Other minor side effects of BB-UVB therapy include redness, itching, burning and stinging. Burning also is a possible side effect of NB-UVB, and Pariser noted that, although not commonly reported, there have been instances of skin blistering after exposure to NB-UVB.
PUVA is a term applied to a group of therapeutic techniques that use psoralens – a group of photosensitizing compounds – to sensitize cells to the effects of UVA light. Psoralens are available as oral or topical medications that patients must use before being exposed to UVA light, or in a bath formula that patients soak in prior to UVA exposure (this form of PUVA is not as widely used), the AAD said. Two large, multicenter studies have demonstrated the efficacy of PUVA in the treatment of psoriasis, and Pariser noted that PUVA treatment often leads to the clearing of psoriasis typically within 24 treatments with remissions lasting between three and six months.
"The introduction of PUVA for the treatment of psoriasis was a major advance for patients with severe psoriasis, as it offered them an outpatient therapy rather than other treatments that required hospitalization," Pariser said. "However, studies show that high cumulative exposure to oral PUVA is associated with an increase in the risk of non-melanoma skin cancer, particularly squamous cell carcinoma, which is why dermatologists often reserve PUVA for psoriasis patients who have not responded favorably to other treatments."
In an effort to minimize the total dosage of PUVA, dermatologists often combine PUVA treatments with other therapies (such as retinoids) or in rotation with other treatments.
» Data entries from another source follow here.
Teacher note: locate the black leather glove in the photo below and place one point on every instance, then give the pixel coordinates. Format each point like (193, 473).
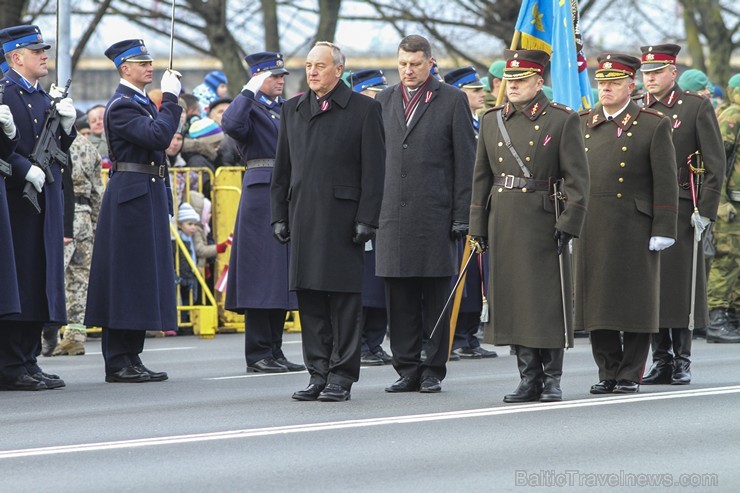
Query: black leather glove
(362, 233)
(458, 230)
(562, 238)
(281, 232)
(480, 243)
In addition to the increased risk of skin cancer and skin aging with long-term use, other common side effects of PUVA include redness, itching, dryness, irregular pigmentation, nausea and vomiting.
The newest form of light therapy for psoriasis is excimer laser treatment, which Pariser said has been FDA approved for about 10 to 12 years.
With the introduction of the 308 nm monochromatic xenon-chloride laser for psoriasis in 1997, the use of phototherapy to treat localized lesions became more practical and more widely available, the AAD said. Excimer lasers selectively target affected lesions without treating unaffected skin – therefore minimizing the potential risk of exposing uninvolved skin to UV radiation. Another advantage is that since only the affected areas are treated, higher doses can be administered in fewer treatment sessions.
Because excimer lasers only treat affected areas, Pariser said the treatment may be safer than other forms of light therapy in the long run, but it hasn't been around long enough to know that for sure.
Another drawback to light therapy that Pariser noted is its limited availability. He said patients usually have to go to a larger dermatology office or university center to receive the treatment, which can be inconvenient, especially if they require treatment two or three times a week.
Recommended dosing guidelines for both BB-UVB and NB-UVB vary by skin type, with light-skinned patients receiving much smaller initial and incremental doses of UV light than darker-skinned patients.
"For the right patients and with close monitoring by a dermatologist, UV light therapy can be a safe and effective treatment for psoriasis patients who might not have responded well to other traditional therapies or for various reasons might not be good candidates for systemic medications," Pariser said. "Dermatologists can recommend the best treatment plan for patients with mild to severe psoriasis, helping them improve their condition and overall quality of life."